Thursday, April 26, 2007



Books, Trains, Wallets, Dystopia, Honesty

My wife at her CasaMurphy blog detailed my brush with fate the other day as I slipped on the train and my wallet slipped out. I found out by the time the Gold Line reached Union Station. I got back on the same train and returned where after scanning the platform and the tracks and even the tops of the trashcans in futility, I then wandered off to my car to-- albeit without a license-- drive the twenty-five miles to work. I had no choice; the next train would put me in a position of missing class, due to the calibration needed in my day to leave on, as they say in Irish on "Giota Beag," ceathrú tar éis an ocht a chlog nó ceathrú chun (go dtí i Uladh?) a naoi a chlog. As I headed towards my car, I saw a worker in an orange vest getting into a beat-up brown van. I asked him how to get in touch with the Lost and Found. Confusingly, after I explained in detail what had happened, only then, after I said I lost my wallet, did he pull it out of his coat pocket. (There was some "native-language interference" impeding this vatic exchange, admittedly. He told me he saw it fall out as I got on the train. My wallet had no cash. I thanked him, wishing God's blessings upon him (no atheists in foxholes) and apologized for not having any money for him as a reward. He assured me nothing had been touched inside, and he was right. Leoga, beannachtaí Dé air.

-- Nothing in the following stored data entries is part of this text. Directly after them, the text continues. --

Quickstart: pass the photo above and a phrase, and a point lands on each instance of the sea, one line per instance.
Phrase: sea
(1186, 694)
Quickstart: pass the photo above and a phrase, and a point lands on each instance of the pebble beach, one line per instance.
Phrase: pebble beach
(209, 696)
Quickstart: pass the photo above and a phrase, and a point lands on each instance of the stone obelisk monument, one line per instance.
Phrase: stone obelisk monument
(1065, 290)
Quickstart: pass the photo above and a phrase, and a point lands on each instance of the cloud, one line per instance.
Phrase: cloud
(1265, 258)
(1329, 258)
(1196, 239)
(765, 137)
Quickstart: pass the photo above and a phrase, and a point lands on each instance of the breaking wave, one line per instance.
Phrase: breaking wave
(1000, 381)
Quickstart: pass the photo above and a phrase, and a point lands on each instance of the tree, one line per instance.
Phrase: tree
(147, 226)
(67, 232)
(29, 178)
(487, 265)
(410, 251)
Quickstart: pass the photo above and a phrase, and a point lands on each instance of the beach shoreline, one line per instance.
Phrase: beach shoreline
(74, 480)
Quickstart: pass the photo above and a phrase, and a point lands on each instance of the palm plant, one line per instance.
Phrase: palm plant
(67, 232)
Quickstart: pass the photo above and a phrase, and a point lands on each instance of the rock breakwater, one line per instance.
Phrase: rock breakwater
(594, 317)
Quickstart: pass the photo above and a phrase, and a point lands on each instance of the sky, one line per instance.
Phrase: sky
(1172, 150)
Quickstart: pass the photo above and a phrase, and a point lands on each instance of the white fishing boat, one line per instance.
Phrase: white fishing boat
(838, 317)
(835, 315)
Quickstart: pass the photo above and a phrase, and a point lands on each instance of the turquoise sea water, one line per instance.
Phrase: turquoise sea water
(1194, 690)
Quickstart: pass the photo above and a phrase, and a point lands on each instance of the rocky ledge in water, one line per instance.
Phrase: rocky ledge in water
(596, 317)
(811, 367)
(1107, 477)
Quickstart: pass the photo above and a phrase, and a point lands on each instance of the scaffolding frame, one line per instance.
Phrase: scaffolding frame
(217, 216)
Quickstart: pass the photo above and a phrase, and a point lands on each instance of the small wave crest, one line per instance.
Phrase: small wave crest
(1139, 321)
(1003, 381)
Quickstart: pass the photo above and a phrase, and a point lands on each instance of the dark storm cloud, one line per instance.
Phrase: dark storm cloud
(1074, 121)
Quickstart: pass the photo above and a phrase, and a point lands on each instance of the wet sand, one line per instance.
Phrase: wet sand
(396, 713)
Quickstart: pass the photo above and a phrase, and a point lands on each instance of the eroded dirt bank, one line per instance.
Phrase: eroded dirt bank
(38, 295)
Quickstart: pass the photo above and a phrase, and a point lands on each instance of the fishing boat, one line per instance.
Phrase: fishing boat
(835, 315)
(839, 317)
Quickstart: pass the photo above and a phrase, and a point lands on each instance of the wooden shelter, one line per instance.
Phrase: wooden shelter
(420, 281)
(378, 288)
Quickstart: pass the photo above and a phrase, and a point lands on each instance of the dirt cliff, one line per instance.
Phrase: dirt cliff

Intermission: Now, I beseech that same deity not to allow the MTA to make good on their threat to jack up their fares. From $3 to 5 for a day pass and then up to $8 or 9 in a few years: insane. How this will ease our City of Angels gridlock, ease pollution, and do a bit more to save this rapidly roasting planet (3 inches of rain here this year; 33 inches two years ago) is beyond me. Looking around the Blue Line, few of its passengers from my p-o-v look like they can afford it.

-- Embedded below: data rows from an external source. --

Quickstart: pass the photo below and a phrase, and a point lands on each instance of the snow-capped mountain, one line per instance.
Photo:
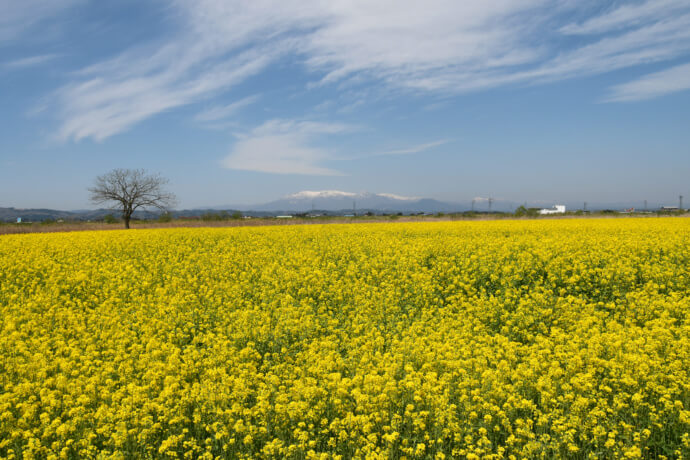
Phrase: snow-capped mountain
(336, 200)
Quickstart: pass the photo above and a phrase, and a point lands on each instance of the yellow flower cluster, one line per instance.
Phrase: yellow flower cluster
(513, 339)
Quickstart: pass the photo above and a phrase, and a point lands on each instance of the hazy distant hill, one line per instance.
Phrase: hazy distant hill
(338, 201)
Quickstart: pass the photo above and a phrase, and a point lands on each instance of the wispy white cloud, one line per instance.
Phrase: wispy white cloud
(284, 147)
(29, 61)
(414, 149)
(221, 112)
(653, 85)
(106, 105)
(626, 16)
(19, 16)
(441, 46)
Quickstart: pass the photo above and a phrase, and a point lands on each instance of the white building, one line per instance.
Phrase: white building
(557, 209)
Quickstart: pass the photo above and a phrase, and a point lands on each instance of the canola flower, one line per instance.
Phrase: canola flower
(515, 339)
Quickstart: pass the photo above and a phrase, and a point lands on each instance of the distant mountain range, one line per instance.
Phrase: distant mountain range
(337, 201)
(332, 202)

My faith in humanity restored if momentarily, I was as one of my speech students told me, still bugging out by the time I told my first class about the wallet as they filed in and I made small talk. I urged them all to spread the good karma about and be honest if they found a wallet of purse. A student in my next class told me that only last week she had lost her wallet and two hours later a man showed up at her door returning it to her. Often I have left the day pass stuck at the ticket machine in the window at the end of my commute home. Perhaps, I reckon, some poor soul or cheap soul may have used it in need. Did what goes around comes around at the Heritage Square station?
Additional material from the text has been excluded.